Andare al trotto o al galoppo impegnano l’organismo umano in modo totale e ne rinvigoriscono ed elasticizzano sia la muscolatura, sia il sistema cardiovascolare, sia le capacità reattive neuronali ed emozionali. Andare a cavallo può, inoltre, aiutare a mantenere omogeneo il peso del corpo, facendo bruciare grassi e calorie e agevolando il lavoro metabolico dell’organismo. Per non parlare anche del beneficio a livello mentale che deriva dall’interazione con l’animale e con l’ambiente esterno, quando corredato di prati e campi all’aperto. Non bisogna, però, dimenticare la componente della costanza e del tempo da dedicarvi: occorre cioè praticare la disciplina con regolarità, oltre che con impegno.

Un aspetto meno lieto, relativo all’equitazione, purtroppo, si richiama a quello economico. Si tratta di un’attività che richiede l’investimento di molto denaro: il cavallo e l’attrezzatura, i costi della manutenzione e del veterinario, lo spazio adibito per l’allevamento e l’esercitazione (manieri, stalle, ecc.) comportano un risvolto economico non indifferente, che non tutti possono permettersi. Infine, ecco alcune considerazioni da tenere presente con molta attenzione e cautela: l’andare a cavallo può comportare cadute, calci, incidenti, e quindi problemi fisici anche gravi, fratture e lesioni di una certa entità.

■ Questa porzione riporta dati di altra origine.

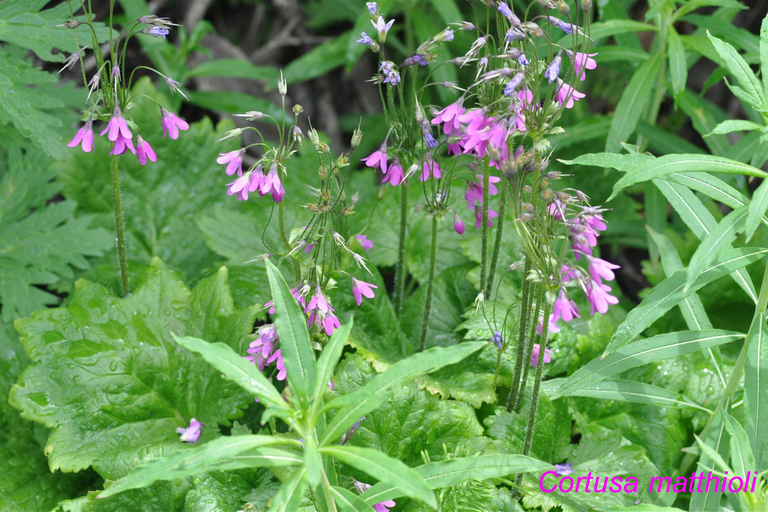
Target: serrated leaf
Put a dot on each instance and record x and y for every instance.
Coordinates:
(756, 387)
(670, 292)
(718, 239)
(224, 452)
(111, 381)
(385, 469)
(641, 353)
(449, 473)
(632, 103)
(668, 164)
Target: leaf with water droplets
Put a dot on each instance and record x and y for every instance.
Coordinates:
(111, 382)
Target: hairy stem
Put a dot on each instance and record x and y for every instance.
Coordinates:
(428, 303)
(525, 307)
(400, 268)
(117, 203)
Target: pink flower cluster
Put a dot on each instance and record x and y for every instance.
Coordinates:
(119, 133)
(253, 180)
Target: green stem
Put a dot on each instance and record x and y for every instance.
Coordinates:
(497, 245)
(536, 385)
(736, 374)
(400, 268)
(532, 325)
(484, 262)
(525, 308)
(428, 304)
(118, 207)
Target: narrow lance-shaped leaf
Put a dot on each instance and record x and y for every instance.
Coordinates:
(669, 293)
(720, 238)
(202, 459)
(627, 391)
(756, 387)
(740, 70)
(297, 352)
(757, 208)
(449, 473)
(235, 368)
(385, 469)
(657, 348)
(668, 164)
(355, 405)
(632, 102)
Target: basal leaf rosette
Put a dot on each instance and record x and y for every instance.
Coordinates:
(111, 382)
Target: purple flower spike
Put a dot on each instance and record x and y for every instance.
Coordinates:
(172, 124)
(192, 433)
(85, 136)
(144, 151)
(362, 289)
(117, 126)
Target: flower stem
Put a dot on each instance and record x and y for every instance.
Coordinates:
(400, 268)
(428, 303)
(536, 385)
(118, 207)
(525, 308)
(497, 244)
(484, 262)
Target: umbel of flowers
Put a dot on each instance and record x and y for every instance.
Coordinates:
(493, 139)
(109, 96)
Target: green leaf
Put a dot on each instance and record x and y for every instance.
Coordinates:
(235, 368)
(627, 391)
(643, 352)
(385, 469)
(328, 360)
(412, 421)
(757, 209)
(451, 472)
(736, 125)
(718, 239)
(235, 68)
(213, 455)
(349, 502)
(298, 355)
(357, 404)
(39, 244)
(678, 68)
(668, 164)
(670, 292)
(23, 24)
(701, 222)
(111, 381)
(756, 387)
(740, 70)
(632, 103)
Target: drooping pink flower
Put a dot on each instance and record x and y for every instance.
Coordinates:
(234, 161)
(567, 95)
(192, 433)
(458, 224)
(273, 185)
(430, 168)
(582, 61)
(364, 242)
(121, 144)
(535, 355)
(377, 159)
(362, 289)
(144, 151)
(117, 126)
(394, 174)
(84, 135)
(172, 124)
(564, 308)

Anche lo stesso animale, del resto, può incorrere in rischi di danni fisici importanti. Pertanto, ci sono individui per cui “darsi all’ippica” sarebbe controproducente sul piano fisico, in quanto certi problemi della colonna vertebrale preesistenti o agli arti inferiori, come alle articolazioni, possono far sconsigliare, perché evidentemente ostacolante e dannosa, l’equitazione. Occorre pure constatare anzitempo che la persona umana sappia interagire con l’animale, se manca questo imprescindibile requisito, l’equitazione è un’opzione terapeutica assolutamente da scartare.

Dal punto di vista dell’animale, poi, occorre badare al fatto, non secondario, che certe attrezzature come le briglie, le selle e le altre cose (sbarre, recinti, fossati, il modo di trattarlo e rapportarsi con il cavallo stesso, ecc.), non devono ledere il benessere stesso del quadrupede. In definitiva, la pratica sportiva del cavalcare richiede un senso di responsabilità elevato, una certa consapevolezza anche dei rischi che comporta. Chi può andare a cavallo, comunque, non può trarne che benefici sul piano fisico e mentale. Rispettando una certa etica e prevedendo con accortezza i costi elevati a carico di questa disciplina.